Build Status Pypi MIT Licence

Showcase

What Can it Do?

  • Clone/pull personal repos (public and private)
  • Clone/pull organization repos (public and private)
  • Clone/pull personal gists (public and private)
  • Iterate over infinite number of repos and gists concurrently
  • Great use case: Run on a schedule to automate pulling changes or keep a local backup of all your repos

Configurable Settings

The power of GitHub Archive comes in its configuration. Maybe you only want to clone/pull your personal public repos or maybe you want to go all out and include private repos from you and all organizations you belong to including your gists. Iterate over all your repos concurrently and sit back while GitHub Archive does the work.

  • Personal repos (on/off)
  • Organization repos (on/off)
  • Personal Gists (on/off)
  • Cloning (on/off)
  • Pulling (on/off)
  • What organizations you'd like included
  • GitHub Archive location
  • Which branch to clone/pull from

Install

pip3 install github-archive

For Private Repos: You must have an SSH key generated on your local machine and added to your GitHub account as this tool uses the ssh_url to clone/pull.

Automating SSH Passphrase Prompt (Recommended)

To allow the script to run continuosly without requiring your SSH passphrase, you'll need to add your passphrase to the SSH agent. NOTE: Your SSH passphrase will be unloaded upon logout.

# This assumes you've saved your SSH keys to the default location
ssh-add

Usage

GitHub Archive will clone any repo and gist that doesn't exist locally and pull those that do from the master branch of each repo and latest revision of each gist that you have access to - including organizations (if configured). Merge Conflicts: Be aware that using GitHub Archive could lead to merge conflicts if you do not commit or stash your changes if using these repos as active development repos instead of simply an archive or one-time clone.

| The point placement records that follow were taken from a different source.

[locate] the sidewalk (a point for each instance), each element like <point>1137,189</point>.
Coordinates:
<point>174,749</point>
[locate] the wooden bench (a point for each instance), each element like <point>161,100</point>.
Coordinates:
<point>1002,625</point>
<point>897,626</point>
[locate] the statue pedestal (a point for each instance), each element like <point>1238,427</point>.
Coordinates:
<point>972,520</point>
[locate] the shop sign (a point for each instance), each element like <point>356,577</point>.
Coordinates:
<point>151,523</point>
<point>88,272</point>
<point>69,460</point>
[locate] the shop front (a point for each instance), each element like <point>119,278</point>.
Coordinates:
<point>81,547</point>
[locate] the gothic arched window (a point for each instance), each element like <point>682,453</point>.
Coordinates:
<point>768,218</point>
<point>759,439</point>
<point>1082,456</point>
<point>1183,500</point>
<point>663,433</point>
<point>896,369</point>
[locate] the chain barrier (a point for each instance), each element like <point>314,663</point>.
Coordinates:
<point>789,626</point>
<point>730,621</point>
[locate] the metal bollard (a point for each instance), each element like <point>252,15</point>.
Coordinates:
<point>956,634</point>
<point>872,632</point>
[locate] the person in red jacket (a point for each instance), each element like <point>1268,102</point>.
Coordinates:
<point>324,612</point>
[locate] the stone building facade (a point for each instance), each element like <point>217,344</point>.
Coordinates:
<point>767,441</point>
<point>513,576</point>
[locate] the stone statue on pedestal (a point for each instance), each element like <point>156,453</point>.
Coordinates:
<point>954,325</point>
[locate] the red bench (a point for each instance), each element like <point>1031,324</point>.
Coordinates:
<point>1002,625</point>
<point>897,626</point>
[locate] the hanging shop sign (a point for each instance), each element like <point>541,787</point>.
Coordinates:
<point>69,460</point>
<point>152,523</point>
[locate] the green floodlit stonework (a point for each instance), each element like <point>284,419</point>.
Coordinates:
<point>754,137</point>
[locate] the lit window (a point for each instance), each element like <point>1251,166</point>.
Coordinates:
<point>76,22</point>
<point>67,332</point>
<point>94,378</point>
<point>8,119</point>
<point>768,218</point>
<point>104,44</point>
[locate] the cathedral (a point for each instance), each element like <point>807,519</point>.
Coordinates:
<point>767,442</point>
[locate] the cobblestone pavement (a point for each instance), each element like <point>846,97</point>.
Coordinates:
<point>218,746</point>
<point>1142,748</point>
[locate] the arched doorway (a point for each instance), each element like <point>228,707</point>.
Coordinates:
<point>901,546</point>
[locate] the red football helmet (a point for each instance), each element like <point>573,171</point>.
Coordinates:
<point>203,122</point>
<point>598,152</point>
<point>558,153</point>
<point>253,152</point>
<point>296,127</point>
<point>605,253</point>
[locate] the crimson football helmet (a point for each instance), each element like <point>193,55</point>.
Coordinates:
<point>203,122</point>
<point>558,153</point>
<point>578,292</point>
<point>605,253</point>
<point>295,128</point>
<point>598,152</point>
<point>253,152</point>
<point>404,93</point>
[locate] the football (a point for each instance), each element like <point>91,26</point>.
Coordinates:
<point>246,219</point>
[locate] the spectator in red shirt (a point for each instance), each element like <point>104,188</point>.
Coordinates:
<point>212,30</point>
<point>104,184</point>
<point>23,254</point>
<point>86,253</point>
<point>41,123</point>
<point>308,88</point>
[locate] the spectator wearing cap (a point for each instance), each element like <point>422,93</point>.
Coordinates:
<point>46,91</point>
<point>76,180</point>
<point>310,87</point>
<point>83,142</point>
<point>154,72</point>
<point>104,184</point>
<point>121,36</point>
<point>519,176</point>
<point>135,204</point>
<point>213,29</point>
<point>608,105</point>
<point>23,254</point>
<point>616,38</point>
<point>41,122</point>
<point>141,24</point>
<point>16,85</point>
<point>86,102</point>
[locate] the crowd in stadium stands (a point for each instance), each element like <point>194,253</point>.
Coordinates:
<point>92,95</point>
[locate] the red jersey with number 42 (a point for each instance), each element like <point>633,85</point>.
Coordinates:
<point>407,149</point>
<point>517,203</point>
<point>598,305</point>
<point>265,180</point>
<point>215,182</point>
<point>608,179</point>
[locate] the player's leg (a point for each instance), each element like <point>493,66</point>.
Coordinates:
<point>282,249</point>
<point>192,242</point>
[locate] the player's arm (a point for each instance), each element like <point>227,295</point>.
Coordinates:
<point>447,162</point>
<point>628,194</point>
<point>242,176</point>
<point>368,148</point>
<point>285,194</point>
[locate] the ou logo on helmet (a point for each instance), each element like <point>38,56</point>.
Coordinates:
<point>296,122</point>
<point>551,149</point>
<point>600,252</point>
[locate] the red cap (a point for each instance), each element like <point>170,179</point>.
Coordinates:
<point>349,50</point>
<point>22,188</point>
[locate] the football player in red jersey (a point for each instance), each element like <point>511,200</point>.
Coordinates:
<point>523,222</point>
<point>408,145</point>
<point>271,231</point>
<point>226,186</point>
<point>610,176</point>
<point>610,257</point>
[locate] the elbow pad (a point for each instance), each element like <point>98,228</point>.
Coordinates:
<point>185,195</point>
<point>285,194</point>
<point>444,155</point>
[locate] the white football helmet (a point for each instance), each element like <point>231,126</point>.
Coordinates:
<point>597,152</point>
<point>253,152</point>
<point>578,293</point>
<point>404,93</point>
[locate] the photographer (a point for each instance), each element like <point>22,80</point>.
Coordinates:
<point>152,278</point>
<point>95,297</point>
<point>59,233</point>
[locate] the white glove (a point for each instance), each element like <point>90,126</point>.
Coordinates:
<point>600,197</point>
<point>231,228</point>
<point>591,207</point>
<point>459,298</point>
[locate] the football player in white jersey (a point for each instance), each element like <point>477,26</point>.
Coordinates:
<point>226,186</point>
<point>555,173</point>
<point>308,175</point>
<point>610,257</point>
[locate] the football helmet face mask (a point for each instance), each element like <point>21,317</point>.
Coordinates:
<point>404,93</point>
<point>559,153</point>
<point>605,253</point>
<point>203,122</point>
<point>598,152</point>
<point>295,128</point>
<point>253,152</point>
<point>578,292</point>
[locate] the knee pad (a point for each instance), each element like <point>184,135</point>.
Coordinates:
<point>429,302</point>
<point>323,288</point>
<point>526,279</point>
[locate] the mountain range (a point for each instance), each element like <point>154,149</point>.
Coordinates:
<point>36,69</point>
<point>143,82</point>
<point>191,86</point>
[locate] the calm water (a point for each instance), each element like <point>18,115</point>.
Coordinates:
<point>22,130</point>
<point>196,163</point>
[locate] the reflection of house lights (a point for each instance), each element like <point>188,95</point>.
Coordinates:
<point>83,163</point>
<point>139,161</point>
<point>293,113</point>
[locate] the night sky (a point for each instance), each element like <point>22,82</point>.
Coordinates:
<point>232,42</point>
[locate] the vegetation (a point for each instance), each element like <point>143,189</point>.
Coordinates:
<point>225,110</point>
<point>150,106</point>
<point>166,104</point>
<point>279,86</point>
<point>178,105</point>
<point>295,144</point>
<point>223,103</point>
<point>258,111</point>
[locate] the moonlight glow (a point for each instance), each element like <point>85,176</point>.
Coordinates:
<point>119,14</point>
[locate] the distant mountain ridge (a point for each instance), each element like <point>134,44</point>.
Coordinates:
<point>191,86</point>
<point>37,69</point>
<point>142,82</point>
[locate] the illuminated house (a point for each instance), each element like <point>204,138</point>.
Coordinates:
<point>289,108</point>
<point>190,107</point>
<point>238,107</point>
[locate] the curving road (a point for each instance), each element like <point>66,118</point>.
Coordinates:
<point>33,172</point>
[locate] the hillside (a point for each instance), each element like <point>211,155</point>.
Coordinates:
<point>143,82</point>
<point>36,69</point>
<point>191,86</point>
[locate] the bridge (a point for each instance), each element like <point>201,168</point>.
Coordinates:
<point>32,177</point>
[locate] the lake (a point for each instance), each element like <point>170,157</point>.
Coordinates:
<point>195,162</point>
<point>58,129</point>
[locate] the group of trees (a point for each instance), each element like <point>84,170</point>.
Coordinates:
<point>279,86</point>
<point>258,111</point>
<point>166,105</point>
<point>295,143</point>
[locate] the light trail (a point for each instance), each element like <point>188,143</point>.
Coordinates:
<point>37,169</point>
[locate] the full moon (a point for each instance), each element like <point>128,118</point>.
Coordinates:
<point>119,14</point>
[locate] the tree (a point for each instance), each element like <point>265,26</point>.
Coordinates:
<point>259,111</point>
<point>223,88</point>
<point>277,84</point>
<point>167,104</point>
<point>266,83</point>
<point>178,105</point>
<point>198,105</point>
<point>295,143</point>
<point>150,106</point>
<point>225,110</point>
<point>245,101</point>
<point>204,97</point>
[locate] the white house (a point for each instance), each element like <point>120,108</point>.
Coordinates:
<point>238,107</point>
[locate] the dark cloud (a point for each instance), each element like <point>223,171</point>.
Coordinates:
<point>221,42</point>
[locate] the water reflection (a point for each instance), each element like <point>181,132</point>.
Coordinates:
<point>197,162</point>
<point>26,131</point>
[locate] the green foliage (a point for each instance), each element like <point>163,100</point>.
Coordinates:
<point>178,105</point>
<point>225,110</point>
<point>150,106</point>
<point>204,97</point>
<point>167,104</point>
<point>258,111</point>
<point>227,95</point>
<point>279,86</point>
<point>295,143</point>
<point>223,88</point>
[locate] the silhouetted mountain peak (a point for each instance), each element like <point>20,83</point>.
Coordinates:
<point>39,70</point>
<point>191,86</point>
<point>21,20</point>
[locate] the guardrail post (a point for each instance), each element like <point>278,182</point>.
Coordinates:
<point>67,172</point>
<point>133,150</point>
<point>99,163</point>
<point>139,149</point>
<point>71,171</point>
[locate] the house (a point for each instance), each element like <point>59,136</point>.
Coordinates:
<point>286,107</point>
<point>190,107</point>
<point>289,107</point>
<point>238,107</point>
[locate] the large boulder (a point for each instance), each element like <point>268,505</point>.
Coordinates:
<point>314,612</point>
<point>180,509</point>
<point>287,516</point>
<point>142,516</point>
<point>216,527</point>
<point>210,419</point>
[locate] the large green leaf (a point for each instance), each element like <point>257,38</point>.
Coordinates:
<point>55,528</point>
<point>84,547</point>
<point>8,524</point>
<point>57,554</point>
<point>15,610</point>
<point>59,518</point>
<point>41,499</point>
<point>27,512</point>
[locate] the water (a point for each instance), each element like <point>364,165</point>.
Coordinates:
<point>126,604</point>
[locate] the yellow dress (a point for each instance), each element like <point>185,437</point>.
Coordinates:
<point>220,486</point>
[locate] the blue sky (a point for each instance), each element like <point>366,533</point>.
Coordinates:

By default, you only need to specify your GitHub token and GitHub Archive will clone/pull your personal repos for you. See below for customization options.

Basic Usage:
    GITHUB_ARCHIVE_TOKEN=123... github_archive --user-clone --user-pull

Advanced Usage:
    GITHUB_ARCHIVE_TOKEN=123... GITHUB_ARCHIVE_ORGS="org1, org2" GITHUB_ARCHIVE_LOCATION="~/custom_location" \
    github-archive -uc -up -gc -gp -oc -op -b develop

Options:
    -uc, --user-clone   Clone personal repos (default: on)
    -up, --user-pull    Pull personal repos (default: on)
    -gc, --gists-clone  Clone personal gists (default: off)
    -gp, --gists-pull   Pull personal gists (default: off)
    -oc, --orgs-clone   Clone organization repos (default: off)
    -op, --orgs-pull    Pull organization repos (defaulf: off)
    -b, --branch        The branch to clone/pull from (default "master")
    -h, --help          Show usage info on for this tool

Environment variables
    GITHUB_ARCHIVE_TOKEN - expects a string
    GITHUB_ARCHIVE_ORGS - expects a string of comma separated orgs. eg: "org1, org2"
    GITHUB_ARCHIVE_LOCATION - expects a string of an explicit location on your machine. eg: "~/custom_location"

Development

Install project with dev depencencies:

pip3 install -e ."[dev]"

Lint the project:

pylint githubarchive/*.py

Legacy Script

GitHub Archive was initially built with Bash partly because I was into shell scripting at the time and partly because I wanted to keep the script as dependency free as possible. Even still, the Bash script depended on Python. As Python will soon be removed from macOS by default, I decided to rewrite the script in pure Python for two reasons - 1) Once Python is no longer built-in, users would need to install Python anyway making the pure Bash script broken out of the box and 2) Rewriting allowed me to take full advantage of the power of Python. One large benefit of doing this was adding concurrency which is great for users with dozens or hundreds of repos across various organizations. Additional logging and stability improvements were also made.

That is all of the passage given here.